Colonel Blimp-like nostalgia for days of Empire
27 July, 2018
• I AM well aware of the overpowering sense of ennui at the debate about Brexit, the inexorable turmoil of cabinet disputes between ever-vociferous factions over the hard anti-European trading establishment and the more pliable Customs Union opponents adopting a concertedly flexible approach.
It invokes an antiquated Colonel Blimp attitude: a mix of nostalgia for an imperial age, the distortion of absurd examples of bureaucracy to build unsupportable generic arguments, failing to engage with how the Brexit promises of self-sufficiency and independence could be squared with the reality of complex international supply chains and global security threats.
I voted Remain in 2016 as being ancient enough to remember 1975, and did then, thinking the issue had been resolved in favour of involvement and continual integration within the economic and political mechanism of the then Common Market, now the EU.
I felt, and still feel, isolated and alone, as we will be.
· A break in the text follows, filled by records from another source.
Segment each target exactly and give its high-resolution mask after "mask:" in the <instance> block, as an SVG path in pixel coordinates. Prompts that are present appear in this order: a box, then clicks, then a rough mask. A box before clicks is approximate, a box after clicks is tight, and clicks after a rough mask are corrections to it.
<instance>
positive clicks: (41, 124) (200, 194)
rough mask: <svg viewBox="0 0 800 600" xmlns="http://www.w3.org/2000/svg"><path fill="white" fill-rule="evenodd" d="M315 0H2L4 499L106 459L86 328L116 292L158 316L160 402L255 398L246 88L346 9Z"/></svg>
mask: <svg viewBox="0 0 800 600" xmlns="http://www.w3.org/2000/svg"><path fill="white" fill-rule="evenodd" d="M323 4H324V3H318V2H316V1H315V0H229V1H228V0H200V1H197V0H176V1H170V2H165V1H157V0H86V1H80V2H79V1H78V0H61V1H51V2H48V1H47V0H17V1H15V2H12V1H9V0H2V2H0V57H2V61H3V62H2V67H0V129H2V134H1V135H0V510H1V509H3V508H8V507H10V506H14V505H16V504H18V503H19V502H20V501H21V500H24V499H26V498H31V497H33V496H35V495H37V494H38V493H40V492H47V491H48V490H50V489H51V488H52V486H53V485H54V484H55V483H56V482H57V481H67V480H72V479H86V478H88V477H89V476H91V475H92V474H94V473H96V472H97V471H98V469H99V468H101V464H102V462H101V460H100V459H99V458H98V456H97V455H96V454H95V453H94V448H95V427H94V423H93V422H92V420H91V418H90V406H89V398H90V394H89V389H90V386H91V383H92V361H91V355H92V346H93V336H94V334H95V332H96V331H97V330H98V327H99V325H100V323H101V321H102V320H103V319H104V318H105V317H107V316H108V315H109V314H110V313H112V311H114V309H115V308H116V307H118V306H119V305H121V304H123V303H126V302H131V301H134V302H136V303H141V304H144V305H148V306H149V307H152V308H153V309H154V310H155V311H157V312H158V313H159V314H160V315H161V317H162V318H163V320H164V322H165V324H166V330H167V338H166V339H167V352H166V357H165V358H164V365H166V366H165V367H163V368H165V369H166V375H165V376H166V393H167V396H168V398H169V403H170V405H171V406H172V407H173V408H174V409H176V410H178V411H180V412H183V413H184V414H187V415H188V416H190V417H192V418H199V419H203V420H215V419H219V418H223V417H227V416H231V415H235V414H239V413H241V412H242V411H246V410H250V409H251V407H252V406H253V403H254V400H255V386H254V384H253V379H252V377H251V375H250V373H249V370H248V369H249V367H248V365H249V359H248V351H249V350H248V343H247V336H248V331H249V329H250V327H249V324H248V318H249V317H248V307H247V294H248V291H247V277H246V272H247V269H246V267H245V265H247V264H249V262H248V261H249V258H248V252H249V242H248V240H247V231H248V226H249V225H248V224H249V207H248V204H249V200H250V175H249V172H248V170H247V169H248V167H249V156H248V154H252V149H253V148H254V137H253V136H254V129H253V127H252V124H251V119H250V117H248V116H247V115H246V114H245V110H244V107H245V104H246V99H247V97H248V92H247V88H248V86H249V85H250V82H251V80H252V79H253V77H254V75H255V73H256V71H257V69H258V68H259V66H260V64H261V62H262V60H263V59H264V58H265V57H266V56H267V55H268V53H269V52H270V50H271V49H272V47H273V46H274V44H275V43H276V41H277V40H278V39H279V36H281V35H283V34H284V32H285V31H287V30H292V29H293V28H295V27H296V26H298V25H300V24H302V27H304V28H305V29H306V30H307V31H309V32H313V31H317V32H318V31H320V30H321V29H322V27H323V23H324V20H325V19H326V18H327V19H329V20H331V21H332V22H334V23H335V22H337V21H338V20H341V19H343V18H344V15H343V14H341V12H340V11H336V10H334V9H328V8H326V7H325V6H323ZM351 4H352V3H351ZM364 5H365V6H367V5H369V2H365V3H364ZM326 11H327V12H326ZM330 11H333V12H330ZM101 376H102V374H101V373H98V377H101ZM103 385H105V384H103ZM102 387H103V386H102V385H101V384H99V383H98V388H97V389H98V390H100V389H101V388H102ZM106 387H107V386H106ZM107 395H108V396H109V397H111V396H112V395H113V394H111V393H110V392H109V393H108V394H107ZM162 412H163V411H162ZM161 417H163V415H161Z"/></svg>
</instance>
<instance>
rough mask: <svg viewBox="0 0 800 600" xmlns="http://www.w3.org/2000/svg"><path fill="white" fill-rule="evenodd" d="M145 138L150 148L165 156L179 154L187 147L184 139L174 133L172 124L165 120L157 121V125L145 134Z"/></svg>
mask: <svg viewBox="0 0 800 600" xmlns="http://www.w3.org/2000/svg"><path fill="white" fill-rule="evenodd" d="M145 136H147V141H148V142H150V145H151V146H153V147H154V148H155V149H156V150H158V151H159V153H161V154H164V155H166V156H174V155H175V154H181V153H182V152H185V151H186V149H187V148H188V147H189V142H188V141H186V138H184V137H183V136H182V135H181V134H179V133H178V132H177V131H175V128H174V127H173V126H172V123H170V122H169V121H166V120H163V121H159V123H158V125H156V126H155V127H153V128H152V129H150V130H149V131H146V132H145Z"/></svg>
Our industrial and financial sector would inevitably diminish against the fluctuations and vicissitudes of external markets and trade, rendered politically impotent.
The soft Brexit agenda, while providing access to the Single Market, would leave us subject to the regulatory apparatus of the Commission, obliged to adhere to whatever it stipulated with no authority over administrative transaction, our freedom of movement to engineer commercial agreements stifled.
A hard Brexit would leave us a poor client of the United States and emerging economic power blocs such as China, reduced to chattel status.
A federation under the statesmanship of the major national groupings, including ourselves, where we could have exercised influence to democratise and open up to multilateral trade the financial and industrial structure, should have been the call.